From education to employment

After the Referendum

So it has happened. The atavists have won. Leave managed to encourage enough of the disempowered in the cities and the viscerally conservative shire English to come out and vote to leave the European Union. The repercussions have been immediate and could be more profound than any of us quite realise. A Prime Minister has already resigned. Scotland may secede from the union. The North and South of Ireland could reunite. And in every corner of the land shell shocked people under the age of 40 are asking themselves ‘why have our parents and grandparents done this to us?’

For make no mistake this plebiscite has split the country in two. The divide could not be sharper. The values that under-pinned the European Union and its founding and development – fraternity, solidarity, reciprocity and accommodation with other nations – have been rejected by more than half of the British people. In their place we have isolationism, xenophobia, fear and rejection of others. And what makes this so very sad is that many of the people who voted to leave the EU as a protest against their sense of isolation and abandonment by the political classes, Westminster and the Establishment, will be those most damaged by any economic downturn that may result from the vote. It will be they whose jobs are lost first. It will be those with least who will pay the price of stretched budgets as our imports cost more, our food bills go up and petrol prices increase. And it will be these people who will realise that the Leave campaign simply lied to them again and again and again.

For the sense of isolation many in our former industrial areas now feel, stems from decades of neglect and a neo-liberal ideology that believes in the market society and not the market economy.
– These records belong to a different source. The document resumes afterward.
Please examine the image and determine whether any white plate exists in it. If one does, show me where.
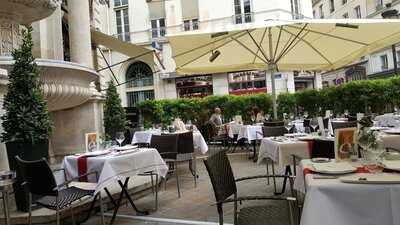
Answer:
[312,162,357,174]
[340,173,400,184]
[383,129,400,134]
[311,158,331,163]
[115,145,138,151]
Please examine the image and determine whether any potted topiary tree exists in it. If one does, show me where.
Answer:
[103,81,127,140]
[1,26,52,211]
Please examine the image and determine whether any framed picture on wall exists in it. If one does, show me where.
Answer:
[85,133,98,152]
[335,128,358,160]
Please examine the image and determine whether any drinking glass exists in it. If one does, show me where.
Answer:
[344,109,349,118]
[310,118,318,133]
[304,111,308,119]
[251,114,256,124]
[115,132,125,147]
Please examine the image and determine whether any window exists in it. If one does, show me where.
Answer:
[396,50,400,66]
[151,18,166,38]
[319,4,324,19]
[125,62,153,88]
[234,0,253,24]
[183,19,199,31]
[329,0,335,13]
[379,55,389,70]
[228,71,267,95]
[126,90,154,107]
[175,75,213,98]
[375,0,383,10]
[354,5,361,19]
[114,0,128,7]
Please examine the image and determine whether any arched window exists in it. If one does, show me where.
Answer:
[126,62,153,88]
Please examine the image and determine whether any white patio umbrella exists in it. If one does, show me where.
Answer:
[168,19,400,118]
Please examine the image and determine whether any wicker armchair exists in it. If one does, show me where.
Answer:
[150,134,181,198]
[204,151,298,225]
[16,156,104,225]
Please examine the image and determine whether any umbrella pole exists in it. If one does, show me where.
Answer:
[268,27,278,120]
[267,63,278,120]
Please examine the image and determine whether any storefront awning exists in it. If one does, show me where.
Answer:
[91,29,162,71]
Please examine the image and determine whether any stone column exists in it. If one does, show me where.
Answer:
[68,0,93,68]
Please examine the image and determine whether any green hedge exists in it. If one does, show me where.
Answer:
[137,77,400,127]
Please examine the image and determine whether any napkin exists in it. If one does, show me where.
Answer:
[313,162,356,173]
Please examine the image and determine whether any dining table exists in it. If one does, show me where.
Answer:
[132,129,208,154]
[61,146,168,224]
[294,159,400,225]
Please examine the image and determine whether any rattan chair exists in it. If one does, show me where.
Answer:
[150,134,181,198]
[16,156,104,225]
[204,151,298,225]
[177,131,197,187]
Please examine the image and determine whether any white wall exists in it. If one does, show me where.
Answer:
[212,73,229,95]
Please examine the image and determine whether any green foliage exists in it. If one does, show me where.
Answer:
[103,81,126,139]
[1,26,53,143]
[138,77,400,127]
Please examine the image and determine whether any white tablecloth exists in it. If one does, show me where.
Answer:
[375,113,400,127]
[295,160,400,225]
[62,148,168,193]
[381,133,400,150]
[257,138,309,168]
[132,130,208,154]
[238,125,263,141]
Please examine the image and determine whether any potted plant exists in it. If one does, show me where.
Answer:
[103,81,127,140]
[1,26,52,211]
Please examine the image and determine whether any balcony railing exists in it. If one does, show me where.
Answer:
[150,27,167,39]
[126,77,154,88]
[232,13,254,24]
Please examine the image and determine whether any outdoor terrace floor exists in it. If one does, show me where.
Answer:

This has been compounded by a political elite who did not want to recognise the full impact of de-industrialisation. Whose technocratic tinkering did not enable any real degree of self-fulfillment or control back to those who had been dispossessed. Europe ironically acted as a bulwark against the extremes of neo-liberal ideology offering some protection for workers and others in society – minimal though that may have seemed.

Moreover the referendum campaign was the most spiteful, lie-filled and unpleasant of any in living history. It is one thing to stretch the facts to exaggerate a little and to thrust home a point. It is another to deliberately lie. The Leave campaign lied about the big things (£350 million leaving the UK a week for example and much of this money going to the NHS) and denigrated those who stood against them (Farage’s despicable comment about David Beckham coming out for Remain simply because he was rich for example).  Smears and lies, playing the man not the ball have always been hallmarks of the gutter politician but the crew running Leave took it to a new level.

And for those of us in education and FE who are responsible for guiding young people what do we now say to them? After all over 70% of 16-24 year-olds wanted a chance to live and work in 27 other countries without restraint or hindrance; or travel freely, or enjoy the other benefits of being a citizen in a united Europe. How are we now expected to help them respect our institutions when they have been so disrespected by Gove, Johnson and Farage in such a public way? Moreover when they realise that these men have simply told lies to get their own way what then of those lessons in life about being honest, working hard and applying oneself when lying seems to work?

Values matter. They define who we are and what we want to become. With this result now in, the next Tory Prime Minister of this country will have carte blanche to speed up and deepen the very processes that the British people believed were the fault of Europe. As a sleight of hand it is quite brilliant. Only then, I fear, will people realise they have been duped as immigration doesn’t fall; as those warnings by independent economic institutions do come to pass; as the sense of being ignored and isolated doesn’t go away. And our major trading partner, the EU, however slightly, will turn its back towards us, as it inevitably must, in order to stop the European Union falling apart.

And at the heart of this great deception stands the folly of one man – David Cameron. Cameron has always had a touch of hubris about him. And as the ancient Greeks knew, a man suffering from hubris will one day meet his nemesis. The trouble is, Cameron’s nemesis is going to hurt the rest of us too.